Vi minha pátria derramada
na Gare de Austerlitz. Eram cestos
e cestos pelo chão. Pedaços
do meu país.
Restos.
Braços.
Minha pátria sem nada
sem nada
despejada nas ruas de Paris.

Lusíada exilado (p.199)
Nem batalhas nem paz: obscura guerra.
Dói-me um país neste país que levo.
Sou este povo que a si mesmo se desterra
meu nome são três sílabas de trevo.

Há nevoeiro em mim. Dentro de abril dezembro.
Quem nunca fui é um grito na memória.
E há um naufrágio em mim se de quem fui me lembro
há uma história por contar na minha história.

(...)
Sou este camponês que foi ao mar
lavrou as ondas e mondou a espuma
e andou achando como vindimar
terra plantada sobre o vento e a bruma.

Sou este marinheiro que ficou em terra
lavrando a mágoa como se lavrar
não fosse mais do que a perdida guerra
entre o não ser na terra e o ser no mar.

Eu que parti e que fiquei sempre presente
eu que tudo mandava e nunca fui senhor
eu que ficando estive sempre ausente
eu que fui marinheiro sendo lavrador.

Eu que fiz Portugal e que o perdi
em cada porto onde plantei o meu sinal.
Eu que fui descobrir e nunca descobri
que o porto por achar ficava em Portugal.

Eu que fiz tudo e nunca tive nada
eu que trago nas mãos o meu país
eu que sou esta árvore arrancada
este lusíada sem pátria em Paris.

Pátria expatriada (p.191)
Procuras Portugal em Portugal
e não o encontras e não o vês
lá onde o mal
se afina e o bem se dana e Portugal
já não é português.

Procuras Portugal e andas com ele
nos mil destinos do teu destino.
Dói-te na pele.
Babilónia Sião Paris Babel
meu povo peregrino.

Seja Babel a Torre Eiffel. Paris
a Babilónia. Sempre Sião
é uma raíz
que dói.

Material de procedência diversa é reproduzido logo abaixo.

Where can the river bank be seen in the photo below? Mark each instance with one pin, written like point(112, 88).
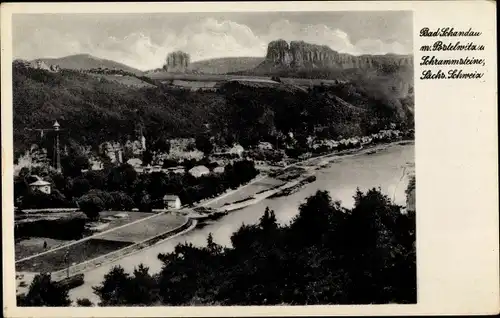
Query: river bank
point(382, 169)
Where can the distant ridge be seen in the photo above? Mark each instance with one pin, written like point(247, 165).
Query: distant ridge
point(87, 62)
point(226, 65)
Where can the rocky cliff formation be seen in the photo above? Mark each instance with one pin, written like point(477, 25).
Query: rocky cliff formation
point(300, 54)
point(177, 62)
point(39, 64)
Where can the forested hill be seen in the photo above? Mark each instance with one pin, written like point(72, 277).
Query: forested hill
point(94, 110)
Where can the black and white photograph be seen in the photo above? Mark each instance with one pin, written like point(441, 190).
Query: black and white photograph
point(214, 158)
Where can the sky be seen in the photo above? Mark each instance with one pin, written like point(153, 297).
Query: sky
point(144, 40)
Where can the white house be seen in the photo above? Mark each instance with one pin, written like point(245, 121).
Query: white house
point(40, 185)
point(237, 150)
point(199, 171)
point(219, 170)
point(135, 162)
point(264, 145)
point(171, 201)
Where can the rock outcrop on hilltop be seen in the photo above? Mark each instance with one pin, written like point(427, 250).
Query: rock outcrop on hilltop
point(39, 64)
point(301, 54)
point(177, 62)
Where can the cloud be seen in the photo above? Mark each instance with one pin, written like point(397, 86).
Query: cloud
point(205, 39)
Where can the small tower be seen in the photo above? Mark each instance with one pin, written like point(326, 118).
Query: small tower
point(57, 128)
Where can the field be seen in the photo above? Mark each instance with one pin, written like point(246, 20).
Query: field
point(143, 230)
point(131, 217)
point(77, 253)
point(125, 80)
point(246, 192)
point(222, 77)
point(34, 245)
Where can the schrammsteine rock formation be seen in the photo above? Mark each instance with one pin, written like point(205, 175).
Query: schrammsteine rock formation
point(177, 62)
point(301, 54)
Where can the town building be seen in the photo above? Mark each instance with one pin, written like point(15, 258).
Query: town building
point(40, 185)
point(264, 145)
point(218, 170)
point(199, 171)
point(237, 150)
point(171, 201)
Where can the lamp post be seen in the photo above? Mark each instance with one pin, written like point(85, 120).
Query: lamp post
point(66, 260)
point(56, 127)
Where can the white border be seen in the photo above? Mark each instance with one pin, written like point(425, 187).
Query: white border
point(456, 166)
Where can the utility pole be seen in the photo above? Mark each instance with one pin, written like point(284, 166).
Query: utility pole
point(66, 260)
point(57, 127)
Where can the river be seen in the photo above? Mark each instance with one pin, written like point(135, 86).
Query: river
point(387, 169)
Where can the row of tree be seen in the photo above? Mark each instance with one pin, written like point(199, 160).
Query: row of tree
point(327, 255)
point(237, 113)
point(121, 188)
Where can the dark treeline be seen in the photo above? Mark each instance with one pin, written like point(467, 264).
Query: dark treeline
point(121, 188)
point(326, 255)
point(106, 110)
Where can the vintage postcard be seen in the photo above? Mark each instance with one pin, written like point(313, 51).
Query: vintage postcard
point(227, 159)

Meu Portugal: pátria sem pão
de país em país.

Em chão estrangeiro a dor por ministério.
Pátria exportada: Império novo
ou cemitério?
E o estrangeiro é meu povo.

Canta dentro de mim pátria exilada
com tua fome com teu cansaço
e revoltada
descalça em minha voz nua em meu braço
meu canto minha espada.

(...)
Povo que foste ao mar onde colheste
teu fruto amargo: pátria de sal.
E o mar é este:
procuras pelo mundo o Portugal
que em Portugal perdeste.

(...)
Abre dentro de mim a longa estrada.
Teu coração navio ou asa
teu braço o arado tua mão a espada
vamos: é tempo de voltar a casa.

Porque tiveste o mar nada tiveste.
A tua glória foi teu mal.
Não te percas buscando o que perdeste:
procura Portugal em Portugal.


Correio (p.211)
Chegam cartas. Chegam pedaços
do meu país.
Chegam vozes. Chega um silêncio que me diz
as revoltas as lágrimas os cansaços.
Chegam palavras que me apertam nos seus braços.
Chegam notícias do meu país.

(...)
Chegam palavras com guitarras de Lisboa
chegam palavras que me sentam à sua mesa
para falar das nossas coisas: trigo e tristeza.
trevo e sal.
Chegam palavras que me trazem vinho e boroa.
Chegam palavras que me trazem Portugal.


Ser e não ser (p.221)
«Qualquer coisa está podre no Reino da Dinamarca»
Shakespeare, “Hamlet”

Qualquer coisa está podre no Reino da Dinamarca.
Se os novos partem e ficam só os velhos
e se do sangue as mãos trazem a marca
se os fantasmas regressam e há homens de joelhos
qualquer coisa está podre no Reino da Dinamarca.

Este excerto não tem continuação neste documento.